Trust wallet hacked: Trust Wallet will cover roughly $7 million in losses tied to a Christmas Day exploit of its browser extension, Binance founder Changpeng Zhao (CZ) announced on social media platforms late Friday. The self‑custody wallet provider confirmed affected users will be reimbursed in full as the team investigates how the breach occurred.
The breach centered on a compromised version of Trust Wallet’s Chrome browser extension (version 2.68), which was distributed shortly before December 25 and subsequently led to unauthorized transfers of user funds. On‑chain investigators and community trackers reported that seed phrases and keys were harvested or accessed in minutes after victims installed the tainted extension. A follow‑up patch to version 2.69 was released quickly, with Trust Wallet urging all users of the impacted extension to disable it and upgrade immediately.
The incident highlights persistent supply‑chain and browser wallet vulnerabilities in the broader crypto ecosystem, as similar extension exploits have affected other wallet providers in recent years. Self‑custody solutions are prized for security and control, but this episode underscores how third‑party distribution vectors and browser integrations can introduce risk vectors. For broader market context on current crypto market trends and risks, see CoinDesk’s coverage of recent security incidents and wallet threats.
In a public post on X, CZ stated:
“So far, $7m affected by this hack. @TrustWallet will cover. User funds are SAFU. Appreciate your understanding for any inconveniences caused. The team is still investigating how hackers were able to submit a new version.”
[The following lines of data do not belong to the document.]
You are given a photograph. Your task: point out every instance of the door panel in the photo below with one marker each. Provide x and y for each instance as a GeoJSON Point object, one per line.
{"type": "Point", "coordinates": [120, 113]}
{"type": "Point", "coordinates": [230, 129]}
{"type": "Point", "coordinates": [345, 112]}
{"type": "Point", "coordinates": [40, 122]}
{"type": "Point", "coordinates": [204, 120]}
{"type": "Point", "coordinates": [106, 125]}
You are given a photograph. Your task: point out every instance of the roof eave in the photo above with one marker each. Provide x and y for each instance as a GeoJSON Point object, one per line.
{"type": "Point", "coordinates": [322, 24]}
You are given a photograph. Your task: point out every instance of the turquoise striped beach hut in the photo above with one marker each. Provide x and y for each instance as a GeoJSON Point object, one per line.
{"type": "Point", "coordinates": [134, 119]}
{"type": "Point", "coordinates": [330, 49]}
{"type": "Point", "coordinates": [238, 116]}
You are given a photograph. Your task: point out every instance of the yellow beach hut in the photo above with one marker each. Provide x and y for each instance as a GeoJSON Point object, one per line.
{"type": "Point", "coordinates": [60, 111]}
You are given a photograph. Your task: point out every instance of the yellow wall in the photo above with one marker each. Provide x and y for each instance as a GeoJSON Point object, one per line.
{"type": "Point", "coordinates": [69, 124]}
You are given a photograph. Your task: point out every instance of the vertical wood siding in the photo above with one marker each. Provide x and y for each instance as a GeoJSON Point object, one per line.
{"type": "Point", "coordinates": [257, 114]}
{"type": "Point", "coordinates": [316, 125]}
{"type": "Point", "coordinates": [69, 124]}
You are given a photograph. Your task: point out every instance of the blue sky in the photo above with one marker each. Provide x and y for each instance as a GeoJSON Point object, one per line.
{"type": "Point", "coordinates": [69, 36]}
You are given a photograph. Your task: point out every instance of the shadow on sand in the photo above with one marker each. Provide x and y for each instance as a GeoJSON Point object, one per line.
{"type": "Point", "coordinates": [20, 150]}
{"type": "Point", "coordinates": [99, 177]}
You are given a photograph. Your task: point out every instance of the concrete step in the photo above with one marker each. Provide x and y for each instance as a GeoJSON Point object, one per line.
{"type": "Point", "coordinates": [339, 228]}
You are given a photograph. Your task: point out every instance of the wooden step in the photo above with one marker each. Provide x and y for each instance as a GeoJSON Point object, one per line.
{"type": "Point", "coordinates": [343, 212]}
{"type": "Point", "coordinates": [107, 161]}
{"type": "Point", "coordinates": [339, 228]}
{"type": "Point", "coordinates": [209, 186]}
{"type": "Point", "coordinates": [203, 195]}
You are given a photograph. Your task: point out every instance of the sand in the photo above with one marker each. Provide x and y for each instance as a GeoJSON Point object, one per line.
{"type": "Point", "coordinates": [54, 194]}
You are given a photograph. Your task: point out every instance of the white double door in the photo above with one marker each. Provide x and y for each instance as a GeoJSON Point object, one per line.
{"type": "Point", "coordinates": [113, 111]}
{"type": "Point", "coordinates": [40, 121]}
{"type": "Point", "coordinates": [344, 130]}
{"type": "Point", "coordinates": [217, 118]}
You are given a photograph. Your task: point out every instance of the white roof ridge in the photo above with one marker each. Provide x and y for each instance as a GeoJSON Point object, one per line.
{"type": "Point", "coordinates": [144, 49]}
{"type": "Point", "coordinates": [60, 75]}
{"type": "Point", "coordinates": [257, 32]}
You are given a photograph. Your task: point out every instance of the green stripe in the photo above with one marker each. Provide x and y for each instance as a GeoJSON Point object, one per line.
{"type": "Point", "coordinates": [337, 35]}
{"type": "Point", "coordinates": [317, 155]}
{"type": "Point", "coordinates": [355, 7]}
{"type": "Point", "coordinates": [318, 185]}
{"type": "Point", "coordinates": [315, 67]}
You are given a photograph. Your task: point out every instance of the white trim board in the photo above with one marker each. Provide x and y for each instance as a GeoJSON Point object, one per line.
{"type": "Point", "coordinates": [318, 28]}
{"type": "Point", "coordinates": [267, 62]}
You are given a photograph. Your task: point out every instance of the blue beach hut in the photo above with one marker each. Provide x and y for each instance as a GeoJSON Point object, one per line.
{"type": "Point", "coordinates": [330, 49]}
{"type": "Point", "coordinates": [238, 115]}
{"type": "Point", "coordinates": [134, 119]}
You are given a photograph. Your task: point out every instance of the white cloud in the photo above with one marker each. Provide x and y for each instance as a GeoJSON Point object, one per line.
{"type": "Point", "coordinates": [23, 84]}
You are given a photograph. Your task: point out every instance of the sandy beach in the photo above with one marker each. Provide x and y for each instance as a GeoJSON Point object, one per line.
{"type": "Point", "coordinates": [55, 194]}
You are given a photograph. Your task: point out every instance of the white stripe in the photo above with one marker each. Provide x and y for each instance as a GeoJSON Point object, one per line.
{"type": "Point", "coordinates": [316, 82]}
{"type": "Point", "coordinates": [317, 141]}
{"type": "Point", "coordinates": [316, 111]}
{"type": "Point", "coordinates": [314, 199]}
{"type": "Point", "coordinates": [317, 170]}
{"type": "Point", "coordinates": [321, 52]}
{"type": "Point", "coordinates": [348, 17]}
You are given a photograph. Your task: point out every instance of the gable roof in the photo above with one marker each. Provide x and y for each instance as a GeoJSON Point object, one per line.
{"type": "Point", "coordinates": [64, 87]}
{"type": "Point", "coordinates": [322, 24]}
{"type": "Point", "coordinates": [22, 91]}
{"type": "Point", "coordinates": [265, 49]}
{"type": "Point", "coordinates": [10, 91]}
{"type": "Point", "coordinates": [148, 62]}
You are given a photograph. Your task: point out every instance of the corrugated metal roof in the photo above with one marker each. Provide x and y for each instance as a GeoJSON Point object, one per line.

Trust Wallet’s official channels also posted updates clarifying that the breach was isolated to the specific extension release and did not impact the mobile app or other wallet versions. The team continues to monitor on‑chain movements of the stolen assets and coordinate with exchanges where some funds have been traced.
The pledge to reimburse the full $7 million elevates Trust Wallet’s commitment to users but also sets a notable precedent in how self‑custody platforms may respond to large‑scale breaches. While many decentralized wallet providers insist that users bear sole responsibility for securing private keys, Trust Wallet’s decision to cover losses — funded in part by parent company Binance’s Secure Asset Fund for Users (SAFU) — could influence expectations for future incident responses.
Security teams behind Trust Wallet have indicated plans to audit and harden distribution pipelines, including more stringent review processes for extension updates and cryptographic verification of release artifacts. Users are strongly advised to revoke approvals from the compromised extension, withdraw assets to trusted environments, and follow official upgrade instructions.
Market response to the hack has been mixed. Trust Wallet’s native token (TWT) experienced short‑term price volatility in the hours following the announcement, though broader crypto markets remained focused on year‑end liquidity and Bitcoin price movements. Industry observers note that while reimbursements help maintain user confidence, the event may spur renewed emphasis on alternative self‑custody mechanisms less reliant on browser extensions.